The flow chart of this study.

TABLE 1.

Clinical and epidemiological characteristics of subjects enrolled.

Variables ATB group (n = 215) Non‐ATB group (n = 755)
Pulmonary tuberculosis (n = 128) a Extra‐pulmonary tuberculosis (n = 85) b Multiple Sites of infection (n = 2) c Pulmonary infection (n = 307) d Extra‐pulmonary infections (n = 137) e Other Diseases (n = 146) Autoimmune diseases (n = 50) Tumors (n = 82) Old tuberculosis (n = 18) f NTM (n = 15) g p
Male, n (%) 74 (57.8) 47 (55.3) 1 (50.0) 195 (63.5) 66 (48.2) 89 (61.0) 25 (50.0) 54 (65.9) 9 (50.0) 4 (26.7) 0.223 h
Age, year 54.4 ± 19.4 47.5 ± 18.2 55.0 ± 25.0 60.7 ± 17.6 52.3 ± 19.4 56.9 ± 16.9 45.0 ± 21.7 65.3 ± 11.5 60.3 ± 15.5 64.3 ± 6.4 0.301 i
Smear, n (%) 8 (6.3) 5 (5.9) 0 (0.0) 0 (0.0) 0 (0.0) 0 (0.0) 0 (0.0) 0 (0.0) 0 (0.0) 1 (6.7) NA
mNGS, n (%) 4 (3.1) 5 (5.9) 0 (0.0) 0 (0.0) 0 (0.0) 0 (0.0) 0 (0.0) 0 (0.0) 0 (0.0) 0 (0.0) NA
PCR, n (%) 64 (50.0) 29 (34.1) 1 (50.0) 0 (0.0) 0 (0.0) 0 (0.0) 0 (0.0) 0 (0.0) 0 (0.0) 0 (0.0) NA
pathology, n (%) 0 (0.0) 3 (3.5) 0 (0.0) 0 (0.0) 0 (0.0) 0 (0.0) 0 (0.0) 0 (0.0) 0 (0.0) 0 (0.0) NA
Medical imaging, n (%) 46 (35.9) 40 (47.1) 1 (50.0) 0 (0.0) 0 (0.0) 0 (0.0) 0 (0.0) 0 (0.0) 0 (0.0) 0 (0.0) NA
Empirical treatment is effective, n (%) 19 (14.8) 15 (17.7) 0 (0.0) NA NA NA NA NA NA NA NA
IFN‐γ +, n (%) 108 (84.4) 66 (77.7) 1 (50.0) 107 (34.9) 49 (35.8) 61 (41.8) 13 (26.0) 32 (39.0) 11 (61.1) 4 (26.7) NA
IL‐2 +, n (%) 85 (66.4) 59 (69.4) 0 (0.0) 60 (19.5) 34 (24.8) 39 (26.7) 6 (12.0) 19 (23.2) 9 (50.0) 2 (13.3) NA
a

These include Mycobacterium tuberculosis infections occurring in the lung parenchyma, bronchi, bronchioles, and pleura.

b

The tuberculosis infections excluded pulmonary tuberculosis.

c

There are a subject with pulmonary tuberculosis plus esophageal tuberculosis and a subject with pulmonary tuberculosis plus cutaneous tuberculosis.

d

Pulmonary infections were caused by bacteria, viruses, or fungi instead of Mycobacterium tuberculosis .

e

Other infectious diseases exclude pulmonary infection, include bacterial, viral, and fungal infections, but exclude Mycobacterium tuberculosis .

f

At the time of the initial visit during the study period, the tuberculosis infection had been cured or there was a clear previous history of cured tuberculosis.

g

The subjects infected with non‐tuberculous mycobacteria.

h

Compare the sex of the ATB group with that of the non‐ATB group.

i

Compare the age of the ATB group with that of the non‐ATB group.

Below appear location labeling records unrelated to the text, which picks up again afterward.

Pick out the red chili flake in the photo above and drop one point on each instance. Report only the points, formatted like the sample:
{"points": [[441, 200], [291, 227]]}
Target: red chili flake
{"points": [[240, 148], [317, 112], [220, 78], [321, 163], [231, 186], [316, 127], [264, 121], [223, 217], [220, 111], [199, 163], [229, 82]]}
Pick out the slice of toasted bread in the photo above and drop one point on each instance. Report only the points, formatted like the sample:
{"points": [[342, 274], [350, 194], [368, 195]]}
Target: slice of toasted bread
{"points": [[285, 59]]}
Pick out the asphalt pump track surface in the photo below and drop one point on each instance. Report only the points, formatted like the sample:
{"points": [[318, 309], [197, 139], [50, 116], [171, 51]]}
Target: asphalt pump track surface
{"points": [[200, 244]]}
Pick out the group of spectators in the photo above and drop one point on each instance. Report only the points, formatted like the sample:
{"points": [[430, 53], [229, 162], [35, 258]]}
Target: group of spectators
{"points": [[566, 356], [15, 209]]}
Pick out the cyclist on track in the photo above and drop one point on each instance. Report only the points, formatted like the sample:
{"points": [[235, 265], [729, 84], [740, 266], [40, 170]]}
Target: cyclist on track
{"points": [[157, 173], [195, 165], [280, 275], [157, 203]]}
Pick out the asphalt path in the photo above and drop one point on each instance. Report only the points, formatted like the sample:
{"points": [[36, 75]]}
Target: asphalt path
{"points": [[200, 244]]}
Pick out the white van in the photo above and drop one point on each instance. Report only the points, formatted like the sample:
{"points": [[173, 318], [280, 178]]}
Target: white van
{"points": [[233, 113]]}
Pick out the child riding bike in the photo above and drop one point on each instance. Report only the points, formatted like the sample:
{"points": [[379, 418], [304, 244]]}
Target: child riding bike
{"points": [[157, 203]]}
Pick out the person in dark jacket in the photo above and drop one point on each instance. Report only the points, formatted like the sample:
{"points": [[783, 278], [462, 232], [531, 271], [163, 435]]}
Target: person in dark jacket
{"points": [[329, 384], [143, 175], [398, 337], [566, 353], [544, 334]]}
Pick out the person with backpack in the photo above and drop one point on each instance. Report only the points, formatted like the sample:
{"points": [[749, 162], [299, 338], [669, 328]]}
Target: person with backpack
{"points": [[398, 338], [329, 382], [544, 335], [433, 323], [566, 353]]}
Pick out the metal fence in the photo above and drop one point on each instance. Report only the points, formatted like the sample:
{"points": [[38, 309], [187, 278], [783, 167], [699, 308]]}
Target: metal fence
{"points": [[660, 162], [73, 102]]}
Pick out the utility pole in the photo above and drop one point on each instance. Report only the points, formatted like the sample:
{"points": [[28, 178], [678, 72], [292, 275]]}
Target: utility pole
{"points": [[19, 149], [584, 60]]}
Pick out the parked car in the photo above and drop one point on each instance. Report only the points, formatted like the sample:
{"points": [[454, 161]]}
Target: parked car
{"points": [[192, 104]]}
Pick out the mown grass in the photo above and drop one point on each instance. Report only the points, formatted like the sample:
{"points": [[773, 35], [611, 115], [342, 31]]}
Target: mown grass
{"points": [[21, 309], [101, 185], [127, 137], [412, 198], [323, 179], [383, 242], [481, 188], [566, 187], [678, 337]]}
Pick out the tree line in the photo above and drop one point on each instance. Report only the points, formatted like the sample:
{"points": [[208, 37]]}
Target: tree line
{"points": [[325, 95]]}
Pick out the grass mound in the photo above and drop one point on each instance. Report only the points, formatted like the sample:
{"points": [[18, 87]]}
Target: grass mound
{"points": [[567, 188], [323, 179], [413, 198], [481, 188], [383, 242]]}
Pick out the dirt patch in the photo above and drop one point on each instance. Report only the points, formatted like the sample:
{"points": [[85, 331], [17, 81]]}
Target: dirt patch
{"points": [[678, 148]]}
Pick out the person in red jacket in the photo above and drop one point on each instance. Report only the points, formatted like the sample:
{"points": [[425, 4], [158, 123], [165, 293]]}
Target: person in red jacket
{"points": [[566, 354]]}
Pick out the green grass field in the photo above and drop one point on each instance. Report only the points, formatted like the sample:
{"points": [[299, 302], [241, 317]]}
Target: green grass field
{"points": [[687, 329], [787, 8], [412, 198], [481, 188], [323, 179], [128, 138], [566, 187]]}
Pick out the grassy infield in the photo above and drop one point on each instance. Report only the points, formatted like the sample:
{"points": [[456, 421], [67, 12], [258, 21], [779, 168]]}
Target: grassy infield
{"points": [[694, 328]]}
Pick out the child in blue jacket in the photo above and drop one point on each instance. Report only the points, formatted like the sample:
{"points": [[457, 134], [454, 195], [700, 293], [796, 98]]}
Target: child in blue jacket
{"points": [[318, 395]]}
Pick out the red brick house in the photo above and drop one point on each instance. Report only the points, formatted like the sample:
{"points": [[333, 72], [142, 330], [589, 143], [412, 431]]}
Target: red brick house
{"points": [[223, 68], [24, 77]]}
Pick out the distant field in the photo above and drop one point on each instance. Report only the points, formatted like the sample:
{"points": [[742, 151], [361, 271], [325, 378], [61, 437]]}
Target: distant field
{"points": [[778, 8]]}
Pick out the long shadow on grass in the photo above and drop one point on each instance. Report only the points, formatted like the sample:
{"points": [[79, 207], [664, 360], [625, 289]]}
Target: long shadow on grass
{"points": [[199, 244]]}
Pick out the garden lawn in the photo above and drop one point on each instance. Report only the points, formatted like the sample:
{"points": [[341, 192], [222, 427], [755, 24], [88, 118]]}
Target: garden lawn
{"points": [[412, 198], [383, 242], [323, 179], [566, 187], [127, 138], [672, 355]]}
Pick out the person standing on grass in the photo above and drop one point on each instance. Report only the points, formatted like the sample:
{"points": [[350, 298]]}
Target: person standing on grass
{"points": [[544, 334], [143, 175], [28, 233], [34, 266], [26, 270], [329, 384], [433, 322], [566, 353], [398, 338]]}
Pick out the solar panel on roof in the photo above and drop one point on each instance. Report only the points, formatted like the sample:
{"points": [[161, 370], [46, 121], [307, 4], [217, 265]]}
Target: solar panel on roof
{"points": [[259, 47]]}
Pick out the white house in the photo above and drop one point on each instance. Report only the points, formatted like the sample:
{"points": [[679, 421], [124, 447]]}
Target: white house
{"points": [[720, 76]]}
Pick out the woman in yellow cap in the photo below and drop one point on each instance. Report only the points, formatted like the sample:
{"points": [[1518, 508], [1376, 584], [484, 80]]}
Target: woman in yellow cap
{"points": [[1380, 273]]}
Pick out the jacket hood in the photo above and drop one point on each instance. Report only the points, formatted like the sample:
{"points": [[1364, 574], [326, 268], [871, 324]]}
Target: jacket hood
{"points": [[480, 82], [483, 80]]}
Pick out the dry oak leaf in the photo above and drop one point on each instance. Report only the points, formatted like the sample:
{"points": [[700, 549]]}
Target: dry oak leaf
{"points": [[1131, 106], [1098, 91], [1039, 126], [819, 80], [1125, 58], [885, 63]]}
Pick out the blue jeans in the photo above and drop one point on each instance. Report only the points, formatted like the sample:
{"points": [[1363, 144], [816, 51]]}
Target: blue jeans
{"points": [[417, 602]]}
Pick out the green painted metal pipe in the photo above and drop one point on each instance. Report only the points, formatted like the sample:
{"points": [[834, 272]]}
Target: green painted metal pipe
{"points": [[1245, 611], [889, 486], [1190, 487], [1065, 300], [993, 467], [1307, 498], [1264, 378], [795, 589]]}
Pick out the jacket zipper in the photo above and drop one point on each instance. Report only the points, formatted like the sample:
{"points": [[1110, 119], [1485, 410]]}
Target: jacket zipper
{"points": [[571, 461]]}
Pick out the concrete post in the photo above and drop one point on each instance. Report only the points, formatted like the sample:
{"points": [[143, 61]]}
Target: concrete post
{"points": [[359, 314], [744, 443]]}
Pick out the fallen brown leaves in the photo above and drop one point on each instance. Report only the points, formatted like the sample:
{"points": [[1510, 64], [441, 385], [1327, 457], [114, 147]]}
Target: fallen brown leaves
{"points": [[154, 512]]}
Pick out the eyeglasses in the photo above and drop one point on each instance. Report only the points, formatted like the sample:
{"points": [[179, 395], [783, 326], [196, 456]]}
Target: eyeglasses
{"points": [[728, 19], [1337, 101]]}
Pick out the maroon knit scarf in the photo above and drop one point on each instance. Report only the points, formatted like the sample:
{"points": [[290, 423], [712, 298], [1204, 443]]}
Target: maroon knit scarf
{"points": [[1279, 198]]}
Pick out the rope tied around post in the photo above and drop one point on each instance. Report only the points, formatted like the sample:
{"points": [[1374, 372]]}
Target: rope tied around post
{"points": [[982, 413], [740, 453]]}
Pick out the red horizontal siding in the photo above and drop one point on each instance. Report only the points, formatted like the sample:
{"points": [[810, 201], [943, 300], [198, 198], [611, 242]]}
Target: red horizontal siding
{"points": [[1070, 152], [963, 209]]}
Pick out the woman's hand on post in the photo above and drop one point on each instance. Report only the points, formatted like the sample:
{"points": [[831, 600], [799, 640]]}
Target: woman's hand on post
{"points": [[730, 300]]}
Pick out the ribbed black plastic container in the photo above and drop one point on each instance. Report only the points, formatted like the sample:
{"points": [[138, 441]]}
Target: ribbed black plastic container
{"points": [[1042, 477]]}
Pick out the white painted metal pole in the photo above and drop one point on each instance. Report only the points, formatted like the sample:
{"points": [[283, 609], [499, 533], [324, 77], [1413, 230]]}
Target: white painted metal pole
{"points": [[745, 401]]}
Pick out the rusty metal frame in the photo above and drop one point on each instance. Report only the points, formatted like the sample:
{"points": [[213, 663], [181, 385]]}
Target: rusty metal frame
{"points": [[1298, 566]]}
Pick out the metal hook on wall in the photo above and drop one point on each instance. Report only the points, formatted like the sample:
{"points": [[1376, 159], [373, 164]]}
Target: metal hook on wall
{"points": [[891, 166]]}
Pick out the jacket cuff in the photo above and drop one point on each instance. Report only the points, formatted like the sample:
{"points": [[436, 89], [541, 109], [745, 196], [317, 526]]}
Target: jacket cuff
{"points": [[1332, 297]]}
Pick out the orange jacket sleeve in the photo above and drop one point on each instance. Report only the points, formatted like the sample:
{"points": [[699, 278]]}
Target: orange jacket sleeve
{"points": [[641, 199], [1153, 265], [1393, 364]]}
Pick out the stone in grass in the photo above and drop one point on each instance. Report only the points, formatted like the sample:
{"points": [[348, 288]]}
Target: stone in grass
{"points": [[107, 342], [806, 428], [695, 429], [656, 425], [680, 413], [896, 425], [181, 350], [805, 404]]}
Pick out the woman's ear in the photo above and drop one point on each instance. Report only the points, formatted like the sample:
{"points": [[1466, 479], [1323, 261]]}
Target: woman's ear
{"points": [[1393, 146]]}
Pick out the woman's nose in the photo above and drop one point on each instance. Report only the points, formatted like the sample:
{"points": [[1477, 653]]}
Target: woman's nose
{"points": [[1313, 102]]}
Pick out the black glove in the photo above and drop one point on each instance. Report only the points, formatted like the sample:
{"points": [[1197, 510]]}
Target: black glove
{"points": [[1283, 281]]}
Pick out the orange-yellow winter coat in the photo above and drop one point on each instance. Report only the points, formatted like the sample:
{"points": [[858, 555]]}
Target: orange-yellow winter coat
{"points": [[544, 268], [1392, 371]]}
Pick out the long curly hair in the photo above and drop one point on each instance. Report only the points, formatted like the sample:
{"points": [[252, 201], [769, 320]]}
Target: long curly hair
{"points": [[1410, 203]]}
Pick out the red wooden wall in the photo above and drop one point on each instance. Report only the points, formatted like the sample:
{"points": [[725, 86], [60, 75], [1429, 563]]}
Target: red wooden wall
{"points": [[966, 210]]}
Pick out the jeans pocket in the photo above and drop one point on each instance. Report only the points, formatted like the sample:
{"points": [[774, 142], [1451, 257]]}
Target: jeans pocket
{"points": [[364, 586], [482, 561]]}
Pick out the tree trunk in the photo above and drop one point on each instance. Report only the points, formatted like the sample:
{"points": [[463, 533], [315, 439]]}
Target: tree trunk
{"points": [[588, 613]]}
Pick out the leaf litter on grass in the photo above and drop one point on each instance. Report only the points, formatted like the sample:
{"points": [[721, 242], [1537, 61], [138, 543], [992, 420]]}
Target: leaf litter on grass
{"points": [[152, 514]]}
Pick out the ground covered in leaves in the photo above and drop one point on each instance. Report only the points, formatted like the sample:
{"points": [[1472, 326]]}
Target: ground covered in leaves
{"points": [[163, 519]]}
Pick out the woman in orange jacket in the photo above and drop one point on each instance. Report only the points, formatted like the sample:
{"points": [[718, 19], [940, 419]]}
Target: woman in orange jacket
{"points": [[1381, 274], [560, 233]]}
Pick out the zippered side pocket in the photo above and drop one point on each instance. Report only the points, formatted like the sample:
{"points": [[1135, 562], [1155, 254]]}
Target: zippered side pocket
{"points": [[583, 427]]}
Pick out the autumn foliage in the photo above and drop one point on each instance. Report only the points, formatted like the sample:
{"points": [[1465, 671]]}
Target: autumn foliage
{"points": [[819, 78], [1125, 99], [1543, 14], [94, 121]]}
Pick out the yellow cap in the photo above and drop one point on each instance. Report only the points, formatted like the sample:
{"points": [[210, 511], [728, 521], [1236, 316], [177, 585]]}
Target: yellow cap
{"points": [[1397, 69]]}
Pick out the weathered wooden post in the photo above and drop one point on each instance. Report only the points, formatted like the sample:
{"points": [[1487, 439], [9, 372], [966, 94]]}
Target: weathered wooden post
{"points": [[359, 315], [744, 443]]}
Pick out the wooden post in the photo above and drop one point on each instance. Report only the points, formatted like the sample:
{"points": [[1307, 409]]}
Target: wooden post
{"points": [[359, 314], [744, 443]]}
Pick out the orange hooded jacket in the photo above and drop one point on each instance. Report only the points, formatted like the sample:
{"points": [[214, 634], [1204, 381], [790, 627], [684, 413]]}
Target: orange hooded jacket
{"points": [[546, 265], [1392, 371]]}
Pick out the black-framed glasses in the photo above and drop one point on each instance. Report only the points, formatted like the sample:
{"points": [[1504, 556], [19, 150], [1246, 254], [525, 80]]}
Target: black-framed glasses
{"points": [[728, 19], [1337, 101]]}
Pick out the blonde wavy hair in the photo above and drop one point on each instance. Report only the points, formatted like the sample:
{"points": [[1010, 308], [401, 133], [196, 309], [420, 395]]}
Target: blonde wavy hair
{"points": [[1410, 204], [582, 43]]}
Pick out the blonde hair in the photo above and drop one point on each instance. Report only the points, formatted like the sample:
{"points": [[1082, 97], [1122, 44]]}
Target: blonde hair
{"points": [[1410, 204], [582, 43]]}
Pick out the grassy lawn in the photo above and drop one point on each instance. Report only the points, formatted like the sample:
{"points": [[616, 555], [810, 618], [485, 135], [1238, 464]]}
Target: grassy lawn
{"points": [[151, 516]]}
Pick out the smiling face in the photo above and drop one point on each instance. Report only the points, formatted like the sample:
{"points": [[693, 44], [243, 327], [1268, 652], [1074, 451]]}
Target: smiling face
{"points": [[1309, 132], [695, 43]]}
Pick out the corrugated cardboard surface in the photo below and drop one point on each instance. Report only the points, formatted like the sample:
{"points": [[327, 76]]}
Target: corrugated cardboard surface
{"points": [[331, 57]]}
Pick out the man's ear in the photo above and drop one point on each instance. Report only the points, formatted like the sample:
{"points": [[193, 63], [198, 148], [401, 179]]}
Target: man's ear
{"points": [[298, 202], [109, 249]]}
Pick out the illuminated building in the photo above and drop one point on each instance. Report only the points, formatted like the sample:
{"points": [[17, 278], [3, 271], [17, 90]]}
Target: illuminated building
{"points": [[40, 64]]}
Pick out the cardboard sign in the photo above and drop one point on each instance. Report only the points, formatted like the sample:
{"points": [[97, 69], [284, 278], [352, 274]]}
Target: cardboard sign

2.2. Laboratory Procedures

IL‐2 and IFN‐γ assays were conducted using the MTB‐specific cytokine detection kit (Deaou Bio‐technology Co. Ltd., Guangzhou, China) following the manufacturer's instructions. The fusion protein (ESAT‐6/CFP‐10/Rv1985c) from the kit was used to stimulate T lymphocytes to release IL‐2 and IFN‐γ, and then the cytokine concentrations of IL‐2 and IFN‐γ were measured. Peripheral blood mononuclear cells (PBMCs) were isolated from heparin‐anticoagulated blood by density gradient centrifugation. The cell suspension was adjusted to a concentration of 2.5 × 10^6 cells/mL. Subsequently, 100 μL of this suspension was added in triplicate to each of the three cell culture wells: the test well (T well), the negative well (N well) and the positive well (P well). The T wells contained ESAT‐6/CFP‐10/Rv1985c fusion protein, The N wells contained serum‐free medium as the negative control, and the P wells contained phytohemagglutinin as the positive control. The samples were then incubated in a carbon dioxide incubator at 37°C for 16 h. At the end of the incubation, the supernatant was collected, and the concentrations of IL‐2 and IFN‐γ were quantitatively measured using an enzyme‐linked immunosorbent assay (ELISA). Meanwhile, the qualitative results were interpreted according to the manufacturer's instructions; a positive IL‐2 reaction (IL‐2 +) was defined as an IL‐2 difference greater than 19 pg/mL between the T wells and the N wells. Similarly, a positive IFN‐γ reaction (IFN‐γ +) was defined as an IFN‐γ difference greater than 7 pg/mL between the T wells and the N wells. The quantitative results were also analyzed using the receiver operating characteristic (ROC) curve.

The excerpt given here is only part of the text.